Drei Wochen vor dem Wahltermin stellt Anne Will eine Frage, die längst keine mehr ist.

Die Gäste:

Ralph Brinkhaus (CDU). Der Fraktionschef der Union

sieht einen Lagerwahlkampf und warnt vor „Linkskanzler“ Scholz.

Norbert Walter-Borjans (SPD). Der Vorsprung des SPD-Kandidaten ist inzwischen so groß, das nach Parteichefin Saskia Esken jetzt auch ihr Co-Chef in die Primetime darf.

Janine Wissler (Linke). Die Co-Chefin der Linksaußenpartei spottete über die „Panik in der Union“.

Tino Chrupalla (AfD). Der Bundesvorsitzende der Rechtsaußenpartei wollte mit dem Ausländerthema punkten: „2015 droht sich zu wiederholen!“

Helene Bubrowski. Die Journalistin (FAS) twitterte über die Grünen: „Der Machtkampf um die Kanzlerkandidatur beschädigte die Partei.“

Gong zu drittletzten Runde. Wer haute am härtesten zu, wer ging k.o.? Die Talkmasterin gab sofort Gas: Die FAS schreibe, bei der Linkspartei gehe man davon aus, dass Olaf Scholz nach der Wahl in Koalitionsfragen nichts mehr zu sagen habe.

Bubrowski nickte heftig: „Wir sehen, dass die Linkspartei, wo viele überhaupt nicht regieren wollten, jetzt offensichtlich sich auf das Regieren vorbereitet“, stellte sie fest. „Das ist eine interessante Neuigkeit!“

Der Unterstützerkreis von Olaf Scholz wolle nun, so die Journalistin weiter, dass ihr Mann nach der Wahl neuer Parteichef werde. Walter-Borjans neben ihr lauschte und lächelte fein stille.

Flauestes Dementi

Es soll im Frühsommer Treffen gegeben haben zwischen den Parteispitzen (von SPD und Linke)“, wusste Will. Ihre Frage an Wissler: „Haben Sie da schon verabredet, dass eine gemeinsame Regierungsbildung Sinn machen würde?“

„Da wurde nichts verabredet“, behauptete die Linke-Chefin, aber „natürlich ist klar: Koalitionsverhandlungen führt die Parteispitze. Bei der SPD ist das ähnlich.“ Nachtigall…

Gretchenfrage des Abends

Die Talkmasterin drückte die Kneifzange zu: „Olaf Scholz hat also gar nicht mehr zu sagen?

„Ich gehe davon aus, dass über die Frage von Koalitionen nicht eine Person entscheidet“, macht die Linke-Chefin klar. „Am Ende entscheiden das Parteivorstände!“

Dann schimpfte sie sichtlich verärgert auf „Olaf Scholz, der jetzt versucht, immer weiter Hürden aufzubauen, statt überhaupt mal darüber zu reden, was vielleicht gemeinsam ginge!“

Ungewöhnlichster Vergleich

Und was sagte der SPD-Chef dazu? Er rühmte die tolle Zusammenarbeit der Parteispitze mit dem Kanzlerkandidaten.

„Obwohl Sie nicht für Olaf Scholz waren, sondern für Kevin Kühnert“, stichelte die Talkmasterin.

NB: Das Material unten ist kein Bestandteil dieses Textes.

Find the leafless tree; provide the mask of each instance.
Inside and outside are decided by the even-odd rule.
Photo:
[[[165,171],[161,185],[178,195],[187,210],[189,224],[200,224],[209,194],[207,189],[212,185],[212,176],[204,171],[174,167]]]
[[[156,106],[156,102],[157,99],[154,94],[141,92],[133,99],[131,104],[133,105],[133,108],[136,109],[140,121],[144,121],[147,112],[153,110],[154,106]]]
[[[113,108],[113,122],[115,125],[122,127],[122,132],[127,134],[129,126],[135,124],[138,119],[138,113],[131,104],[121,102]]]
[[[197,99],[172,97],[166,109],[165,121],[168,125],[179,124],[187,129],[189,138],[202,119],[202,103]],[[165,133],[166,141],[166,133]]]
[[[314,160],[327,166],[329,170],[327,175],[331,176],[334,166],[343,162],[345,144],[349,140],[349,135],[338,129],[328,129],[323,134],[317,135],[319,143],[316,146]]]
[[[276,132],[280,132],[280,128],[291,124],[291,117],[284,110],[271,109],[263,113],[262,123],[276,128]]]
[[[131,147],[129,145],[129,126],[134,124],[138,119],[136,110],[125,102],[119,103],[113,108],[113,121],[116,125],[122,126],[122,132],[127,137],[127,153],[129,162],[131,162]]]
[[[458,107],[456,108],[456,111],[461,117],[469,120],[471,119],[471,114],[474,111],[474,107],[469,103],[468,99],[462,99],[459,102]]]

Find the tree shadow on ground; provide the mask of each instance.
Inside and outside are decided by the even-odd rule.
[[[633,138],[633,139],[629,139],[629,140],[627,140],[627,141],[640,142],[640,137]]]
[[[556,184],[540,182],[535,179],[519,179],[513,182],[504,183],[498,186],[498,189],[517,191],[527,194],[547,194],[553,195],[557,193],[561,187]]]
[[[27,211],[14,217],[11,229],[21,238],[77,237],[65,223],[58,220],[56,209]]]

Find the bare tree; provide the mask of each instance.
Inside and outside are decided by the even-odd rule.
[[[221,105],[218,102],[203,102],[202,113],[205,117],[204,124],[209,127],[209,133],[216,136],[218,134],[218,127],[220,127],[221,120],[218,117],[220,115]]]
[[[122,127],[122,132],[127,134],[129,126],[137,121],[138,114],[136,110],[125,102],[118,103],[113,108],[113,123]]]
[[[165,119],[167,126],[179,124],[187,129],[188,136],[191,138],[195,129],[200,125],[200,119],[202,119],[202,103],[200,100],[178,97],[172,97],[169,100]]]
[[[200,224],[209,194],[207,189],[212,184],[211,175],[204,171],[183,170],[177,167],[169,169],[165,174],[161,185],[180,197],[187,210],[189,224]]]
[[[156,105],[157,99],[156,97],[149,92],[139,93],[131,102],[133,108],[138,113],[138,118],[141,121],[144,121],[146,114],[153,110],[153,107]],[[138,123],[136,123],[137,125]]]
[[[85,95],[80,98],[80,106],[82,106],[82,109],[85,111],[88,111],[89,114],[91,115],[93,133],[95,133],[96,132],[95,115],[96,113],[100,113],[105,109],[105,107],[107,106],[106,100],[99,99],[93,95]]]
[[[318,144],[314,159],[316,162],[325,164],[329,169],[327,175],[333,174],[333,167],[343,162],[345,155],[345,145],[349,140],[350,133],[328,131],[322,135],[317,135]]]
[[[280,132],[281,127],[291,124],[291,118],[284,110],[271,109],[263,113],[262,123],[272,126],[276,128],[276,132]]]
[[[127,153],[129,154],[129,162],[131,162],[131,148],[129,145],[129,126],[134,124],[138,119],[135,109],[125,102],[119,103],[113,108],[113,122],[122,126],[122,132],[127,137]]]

„Das ist immer so die Art, wenn Sie gefragt werden“, wiegelte Walter-Borjans ab. „Wenn ich Sie jetzt fragen würde, wollen Sie jetzt Lanz oder Plasberg absetzen, und Sie müssten jetzt was sagen – das sind diese üblichen Spielchen…“

„Ich würde sagen: Keinen von beiden“, konterte Will und machte den Punkt.

Überraschendster Stopper

Die Union müsse jetzt endlich mal in die Opposition, lächelte der SPD-Chef frohgemut.

Doch der Unionsfraktionschef grätschte ihn locker ab: „Sie waren übrigens in den letzten 25 Jahren länger an der Regierung als wir“, grient er. „Wissen Sie das?“

Der sichtlich unerwartete Einwand brachte Walter-Borjans kurz vom Pfad der guten Laune ab: „Was ist eigentlich mit Maskenskandal?“ lederte er sofort los. „Mit Lobbybezahlung?“ Angriff ist die beste Verteidigung!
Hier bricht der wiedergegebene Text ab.